# 1991 Glock 19.



## T. Webb (Aug 28, 2009)

I just picked up a 1991 Glock 19 from a client. Other than a thorough cleaning, is there anything else I need to know about the gun.


----------



## JeffWard (Aug 24, 2007)

T. Webb said:


> I just picked up a 1991 Glock 19 from a client. Other than a thorough cleaning, is there anything else I need to know about the gun.


Its a Glock... Clean, shoot, enjoy.

Jeff


----------



## DJ Niner (Oct 3, 2006)

T. Webb said:


> I just picked up a 1991 Glock 19 from a client. Other than a thorough cleaning, is there anything else I need to know about the gun.


There was an "upgrade" issued through the factory many years ago, but I don't remember what the cut-off year was for the older guns they wanted to upgrade. If you call Glock, I'm sure they can tell you if yours needs updating.

Disclaimer: I'm a huge fan of Glock 9mms; not so much the other calibers. I had a G19 from about that time frame, and I used it hard for about a decade before it got traded-in for a newer model 17. Never had any problems or complaints with it. None. And I shot it regularly (averaged maybe 2000-3000 rounds of full-power ammunition every year).

The G19 is often considered a perfect compromise between shootability and ease of carry. I think it (along with the same size .40 caliber G23) are the most common choice of the one-Glock gun owner.

If it only has the original magazines, I'd recommend getting some new ones. The mags have been greatly improved over the years, and although the old ones would work fine with many hollowpoint loads (assuming the springs are still in good shape), the newest ones will work better/best, as well as being more likely to drop-free of the gun when the mag release is pressed (old ones were actually designed to stay in the gun and be pulled-out manually). If the old ones are still working well, you can keep them for target work with RN/FMJ loads, but I'd employ newer mags for any serious uses.
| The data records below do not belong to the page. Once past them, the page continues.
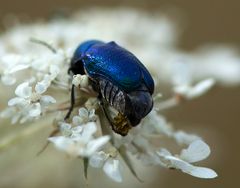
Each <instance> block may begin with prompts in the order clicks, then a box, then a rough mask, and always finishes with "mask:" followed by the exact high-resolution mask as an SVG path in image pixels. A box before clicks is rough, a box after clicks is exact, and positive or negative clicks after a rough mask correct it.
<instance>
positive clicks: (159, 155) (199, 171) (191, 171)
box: [157, 140, 217, 178]
mask: <svg viewBox="0 0 240 188" xmlns="http://www.w3.org/2000/svg"><path fill="white" fill-rule="evenodd" d="M157 153H158V155H159V156H160V159H161V161H162V163H163V164H164V166H166V167H167V168H176V169H180V170H181V171H183V172H184V173H187V174H190V175H192V176H195V177H198V178H215V177H217V174H216V172H215V171H214V170H212V169H210V168H205V167H198V166H194V165H192V164H190V163H193V162H197V161H201V160H203V159H205V158H206V157H207V156H208V155H209V154H210V149H209V147H208V145H207V144H206V143H204V142H203V141H201V140H196V141H194V142H193V143H192V144H190V145H189V147H188V148H187V149H184V150H182V152H181V154H180V156H173V155H172V154H171V153H170V152H169V151H168V150H166V149H162V150H161V151H160V152H157Z"/></svg>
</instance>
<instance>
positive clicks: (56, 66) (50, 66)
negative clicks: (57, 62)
mask: <svg viewBox="0 0 240 188" xmlns="http://www.w3.org/2000/svg"><path fill="white" fill-rule="evenodd" d="M59 72H60V69H59V67H58V66H56V65H51V66H50V74H51V77H52V79H54V78H55V77H56V76H57V75H58V74H59Z"/></svg>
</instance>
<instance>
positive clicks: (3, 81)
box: [1, 74, 16, 85]
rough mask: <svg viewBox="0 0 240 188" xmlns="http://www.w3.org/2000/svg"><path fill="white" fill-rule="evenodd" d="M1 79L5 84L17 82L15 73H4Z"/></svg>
mask: <svg viewBox="0 0 240 188" xmlns="http://www.w3.org/2000/svg"><path fill="white" fill-rule="evenodd" d="M1 81H2V82H3V84H5V85H13V84H14V83H15V82H16V78H14V77H13V75H9V74H7V75H2V76H1Z"/></svg>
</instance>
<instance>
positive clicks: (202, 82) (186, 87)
mask: <svg viewBox="0 0 240 188" xmlns="http://www.w3.org/2000/svg"><path fill="white" fill-rule="evenodd" d="M214 84H215V81H214V80H213V79H211V78H210V79H206V80H203V81H201V82H199V83H197V84H196V85H195V86H189V85H179V86H176V87H175V88H174V91H175V93H177V94H180V95H181V96H183V97H185V98H186V99H194V98H197V97H199V96H201V95H203V94H205V93H206V92H207V91H208V90H209V89H210V88H211V87H212V86H213V85H214Z"/></svg>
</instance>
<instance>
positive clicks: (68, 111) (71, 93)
mask: <svg viewBox="0 0 240 188" xmlns="http://www.w3.org/2000/svg"><path fill="white" fill-rule="evenodd" d="M74 89H75V88H74V85H72V90H71V106H70V107H69V109H68V113H67V114H66V116H65V118H64V120H66V119H68V118H69V117H70V115H71V113H72V111H73V107H74V104H75V93H74Z"/></svg>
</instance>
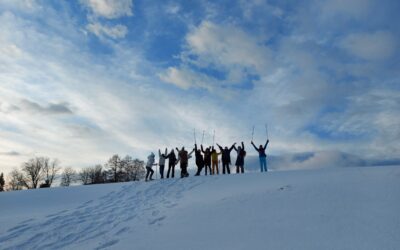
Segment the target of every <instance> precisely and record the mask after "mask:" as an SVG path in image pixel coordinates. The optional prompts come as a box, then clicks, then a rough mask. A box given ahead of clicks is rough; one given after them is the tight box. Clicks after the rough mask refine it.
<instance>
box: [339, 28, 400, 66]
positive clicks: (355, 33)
mask: <svg viewBox="0 0 400 250" xmlns="http://www.w3.org/2000/svg"><path fill="white" fill-rule="evenodd" d="M340 45H341V47H342V48H344V49H345V50H347V51H348V52H349V53H351V54H353V55H355V56H357V57H360V58H362V59H366V60H384V59H388V58H390V57H391V56H393V55H394V52H395V51H396V48H397V47H398V43H397V41H396V39H395V37H394V36H393V35H392V34H391V33H390V32H388V31H376V32H374V33H355V34H350V35H348V36H347V37H345V38H344V39H343V40H342V41H341V44H340Z"/></svg>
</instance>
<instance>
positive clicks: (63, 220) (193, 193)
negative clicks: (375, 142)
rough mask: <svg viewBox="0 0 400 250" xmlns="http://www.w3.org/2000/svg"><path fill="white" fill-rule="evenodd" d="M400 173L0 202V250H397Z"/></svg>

The sights are often considered the weak point in the basic Glock design. An upgrade from the stock plastic sights to metal ones, even glow-in-the-dark 3-dot nights sights like many police departments use, is a popular and useful add-on. Glock can do this for a fee (and will inspect your weapon and replace any worn parts while it's at the factory, for free); call Glock's customer service number for more info. Most gunsmiths will replace Glock sights also, but the charge will certainly be higher (maybe 2x or 3x as much as the factory).

To disassemble a Glock, you first have to pull the trigger to dry-fire it (this takes the spring tension off the striker/firing pin). If the gun is not carefully checked and cleared of all ammunition before EVERY disassembly session, you will put a hole in something (or someone), eventually. Get in the habit of checking it every time you pick it up, and double-check it before disassembly. Get all the ammo and loaded magazines out of the area/room where you will be working on it. This is actually common sense for disassembling ANY weapon, but the Glock design makes it particularly unforgiving in this area.

Enjoy your new-to-you Glock!


----------